A Solution to Homework #10

The goal is to identify restriction enzymes that will allow you to subclone (i.e., move) the 'insert' fragment from its current vector (pBluescript) in to the expression vector pGEX so that the insert is in the correct orientation and in the correct reading frame. This is illustrated schematically in the following figure:

The first step in performing this subcloning is to identify restriction sites on both sides of the insert fragment which are compatible with the restriction sites on the C-terminal side of GST. (By convention, the N-terminus is depicted on the left.) A quick inspection reveals that almost all of the sites that are in common between pBluescript and pGEX would result in the insert being in the wrong orientation (i.e., backwards).

The only exception to this is the SalI site since there are two SalI sites that flank the insert. Using the SalI site does present a minor problem in that both orientations are possible. However, the orientation can be easily determined after the subcloning (see below). Therefore, the plasmid should be digested with SalI and the fragment corresponding to the insert isolated. (Approaches based on adaptors or PCR strategies could also be utilized.)

The vector could also be digested with SalI. However, this results in the insert being out of frame (see example) which would need to be corrected (see appendix in handout on recombinant protein expression). A simpler solution is to digest pGEX with XhoI which is compatible with SalI. In other words they have the same overhangs. Following digestion with XhoI, the vector should also be treated with phosphatase to minimize self-ligation of the vector.

The next step is to mix the SalI fragment (in red) with the XhoI-treated vector (in blue) in the presence of ligase. Approximately half of the SalI fragments will anneal with the vector so that the insert is in the correct orientation and reading frame as depicted in the following:

Following transformation, a few colonies (3-4) are selected, plasmids isolated and the orientation checked. The orientation is easily checked by digesting with restriction enzymes that should flank the insert in a particular orientation. For example, digestion with NsiI and NotI should produce two fragments--the vector and the insert--if the insert is in the correct orientation. If the insert is in the opposite orientation, a single fragment corresponding to the combined sizes of vector and insert will be observed. Orientation can also be check by testing clones for the expression of the fusion protein of interest. PCR can also be used by designing primers that span the splice sites or using one primer from the vector and one primer from the insert.
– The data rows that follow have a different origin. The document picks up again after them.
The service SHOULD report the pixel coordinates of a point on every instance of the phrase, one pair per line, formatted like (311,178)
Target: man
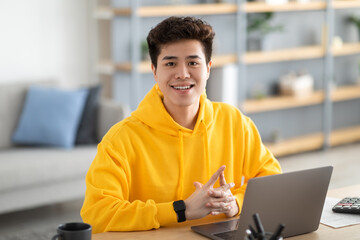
(161,164)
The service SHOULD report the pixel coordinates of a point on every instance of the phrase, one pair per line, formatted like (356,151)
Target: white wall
(44,39)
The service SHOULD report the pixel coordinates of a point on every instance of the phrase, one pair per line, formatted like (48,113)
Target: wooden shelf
(345,135)
(347,49)
(253,7)
(171,10)
(220,8)
(282,102)
(307,52)
(314,141)
(297,145)
(346,93)
(341,4)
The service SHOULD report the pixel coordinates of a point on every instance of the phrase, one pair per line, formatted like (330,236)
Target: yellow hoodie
(147,161)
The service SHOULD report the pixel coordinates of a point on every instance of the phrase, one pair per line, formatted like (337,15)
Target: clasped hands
(209,200)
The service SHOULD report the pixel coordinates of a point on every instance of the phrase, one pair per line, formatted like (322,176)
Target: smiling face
(181,74)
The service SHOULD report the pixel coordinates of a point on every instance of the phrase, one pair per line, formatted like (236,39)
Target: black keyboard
(226,235)
(348,205)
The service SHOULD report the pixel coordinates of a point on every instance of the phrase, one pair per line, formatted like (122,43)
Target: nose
(182,72)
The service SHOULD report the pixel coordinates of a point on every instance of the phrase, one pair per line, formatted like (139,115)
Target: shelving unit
(287,146)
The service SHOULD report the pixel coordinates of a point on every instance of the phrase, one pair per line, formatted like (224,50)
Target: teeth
(181,87)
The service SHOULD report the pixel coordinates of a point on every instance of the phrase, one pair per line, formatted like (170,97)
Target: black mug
(73,231)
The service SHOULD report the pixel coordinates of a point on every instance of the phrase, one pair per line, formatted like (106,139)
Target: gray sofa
(34,176)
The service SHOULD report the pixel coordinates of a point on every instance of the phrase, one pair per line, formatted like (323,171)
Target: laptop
(295,199)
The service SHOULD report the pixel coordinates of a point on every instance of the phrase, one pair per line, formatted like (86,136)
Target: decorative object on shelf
(258,28)
(297,85)
(276,2)
(356,21)
(275,136)
(357,81)
(337,42)
(259,91)
(144,51)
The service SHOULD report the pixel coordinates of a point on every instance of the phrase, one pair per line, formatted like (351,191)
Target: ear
(208,67)
(153,69)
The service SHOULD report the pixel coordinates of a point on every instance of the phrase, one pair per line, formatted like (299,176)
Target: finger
(227,186)
(214,177)
(222,179)
(221,191)
(198,185)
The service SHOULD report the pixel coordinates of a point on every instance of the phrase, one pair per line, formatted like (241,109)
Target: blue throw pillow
(50,116)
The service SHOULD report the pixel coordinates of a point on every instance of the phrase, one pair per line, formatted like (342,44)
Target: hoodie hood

Result of ligation into the SalI site of pGEX:

After confirming the proper orientation (eg., EcoRI + XhoI digest producing insert fragment), the -1 frameshift could be carried out by digesting with EcoRI, filling in with Klenow, and religating. Alternatively, the frame shift could have been introduced before excising the SalI fragment by digesting with ClaI and filling in.

Another possible solution to the problem would be to convert a restriction site on either plasmid to a more appropriate restriction site. This is accomplished by cutting with a restriction enzyme and annealing with a synthetic oligonucleotide containing the new restriction site. For example, converting the BamHI site of the pGEX vector to a ClaI site would allow the use of ClaI and EcoRI. However, this approach does involve more work.

Similarly, PCR primers could be designed so the appropriate restriction sites are engineered into the insert fragment.